Capitalists And Money

Google’s UK tax bill jumps from £50m to £200m

The amount of tax Google paid to the Treasury rose from £50 million to £200 million in the past 18 months, according to accounts to the end of December.

Its turnover rose from £1.8 billion to £3.4 billion, with a profit of £896 million, up from £226 million in June 2020.

These figures cover a year and a half as the business moved its accounting period from the end of June.

Google opened its first UK office in 2003 where staff are principally involved in research and development and marketing. It is in the process of developing a huge site in London’s King’s Cross which will have space for 4,000 staff, in a horizontal skyscraper that will be 330m wide. It bought the land in 2013 for £290 million.

This year it spent £788 million buying the Central Saint Giles development in London’s West End where it has rented office space since 2012.

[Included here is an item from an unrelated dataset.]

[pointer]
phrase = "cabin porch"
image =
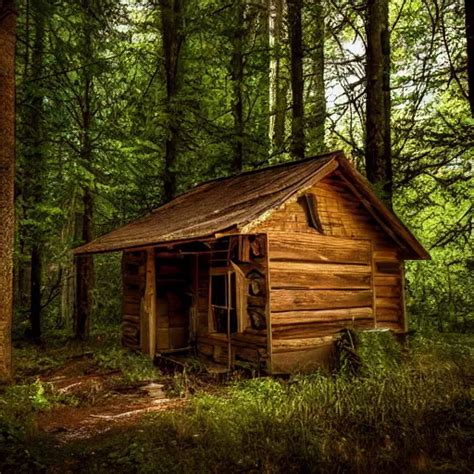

It took on 577 more staff since June 2020, and has 2,275 working on sales and marketing, 2,412 in research and development and more than 1,000 in management and administration

Along with other US tech giants, the company has been repeatedly criticised for not paying enough tax in the UK. Google’s European operation is based in Dublin, where taxes are lower.

A spokeswoman for Google said “Our global effective income tax rate over the past decade has been close to 20 per cent of our profits, in line with average statutory tax rates. We have long supported efforts via the OECD to update international tax rules to arrive at a system where more taxing rights are allocated to countries where products and services are consumed.”

Britain introduced a digital services tax in 2020, levied at 2 per cent of gross revenue of large digital companies derived from users in the country. Last year, the OECD struck a deal to reform the international tax system which will supersede this next year.

The agreement was reached after nearly 140 countries agreed a deal on new rules for international corporate taxation. The reforms are designed to ensure that multinationals pay an extra $100 billion a year in taxes and shift more of their liabilities to countries where they derive their revenues.

Under the new framework companies will pay a minimum 15 per cent global tax rate. The aim is to end competition between countries, under which intellectual property has been shifted to tax havens and profits have been declared in low-tax jurisdictions.